The Problem With Static Batching: Why It Becomes a Bottleneck
Generating text is sequential. Each next token depends on the previous tokens stored in the KV cache. Requests differ in prompt length and requested output length. When a static batch contains a mix of long and short sequences, the entire pack must continue running until the longest sequence is completed.
Short sequences sit idle in GPU memory, consuming compute cycles, and the system often pads shorter sequences during computation, wasting operations and memory. The result is a higher average latency for short requests and poorer overall GPU utilization.
How Continuous Batching Works, Step by Step
- Request queue: Incoming inference requests enter a waiting queue exposed by the inference endpoint, often via the OpenAI API compatible interface.
- Iteration level scheduling: The server generates tokens one step at a time for the active set of sequences on the GPU.
- Detect finished sequences: At each generation step, the scheduler removes sequences that reached their desired length. Removing them frees KV cache memory and compute slots.
- Fill freed slots: The scheduler pulls new requests from the waiting queue and injects them into the active batch if GPU memory and compute capacity are available.
- Compute next token: The GPU runs the transformer computations for the current active set to produce the next token for each sequence. The cycle repeats
This token-level scheduling and preemption allow the active batch to evolve, maintaining high GPU throughput while enabling short sequences to complete early.
Key Implementation Concepts to Watch
- KV cache management: Quickly freeing and reclaiming per sequence key value caches is essential to avoid memory fragmentation.
- Token-level scheduling: Treat each generation step as a scheduling quantum and update batch composition each quantum.
- Request preemption and fairness: Allow long-running sequences to yield slots moderately so shorter requests do not starve.
- Micro-batching and padding avoidance: Compose batches with similar sequence lengths whenever possible to minimize computational waste.
- OpenAPI compatibility and vLLM: An endpoint-based design maps cleanly to industry-standard APIs while retaining high performance.
Concrete Example 1: Chat Service With Mixed Request Lengths
Imagine a chat where most users request brief replies, but a few require lengthy, multi-paragraph responses. With static batches, the short chats wait while the one long reply continues, resulting in a latency of several seconds.

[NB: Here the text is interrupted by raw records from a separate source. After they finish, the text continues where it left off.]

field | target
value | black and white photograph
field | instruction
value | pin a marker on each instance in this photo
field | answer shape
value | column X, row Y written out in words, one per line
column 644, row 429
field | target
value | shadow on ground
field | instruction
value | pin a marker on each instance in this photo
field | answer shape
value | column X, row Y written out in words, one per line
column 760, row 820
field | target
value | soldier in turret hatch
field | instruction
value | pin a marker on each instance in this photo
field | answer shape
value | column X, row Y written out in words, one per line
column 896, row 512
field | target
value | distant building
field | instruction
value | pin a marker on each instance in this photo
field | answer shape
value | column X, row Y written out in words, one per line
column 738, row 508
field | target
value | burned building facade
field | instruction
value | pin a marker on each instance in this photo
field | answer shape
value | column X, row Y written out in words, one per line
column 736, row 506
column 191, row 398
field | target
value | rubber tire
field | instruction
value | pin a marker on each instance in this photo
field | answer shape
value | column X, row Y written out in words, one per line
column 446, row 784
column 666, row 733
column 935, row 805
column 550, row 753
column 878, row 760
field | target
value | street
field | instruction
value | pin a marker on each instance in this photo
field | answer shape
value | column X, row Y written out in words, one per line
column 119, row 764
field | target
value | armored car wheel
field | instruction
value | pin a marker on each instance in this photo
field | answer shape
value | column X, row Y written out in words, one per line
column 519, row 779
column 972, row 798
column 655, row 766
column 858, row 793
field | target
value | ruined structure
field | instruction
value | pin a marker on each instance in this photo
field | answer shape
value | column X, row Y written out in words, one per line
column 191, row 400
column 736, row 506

With continuous batching, those short chats slip into free slots, producing responses in tens or hundreds of milliseconds, while the long reply continues to step on the GPU. Users perceive faster replies, and the same GPUs serve more concurrent sessions.
Concrete Example 2: Nightly Offline Job Versus Real-Time Alerts
For a nightly job that generates millions of tokens, static batching can maximize GPU utilization and minimize the cost per token, as latency is irrelevant. For a real-time alert system that requires both high throughput and low tail latency, continuous batching enables alerts to be generated quickly without compromising the throughput gains of batching when load spikes occur.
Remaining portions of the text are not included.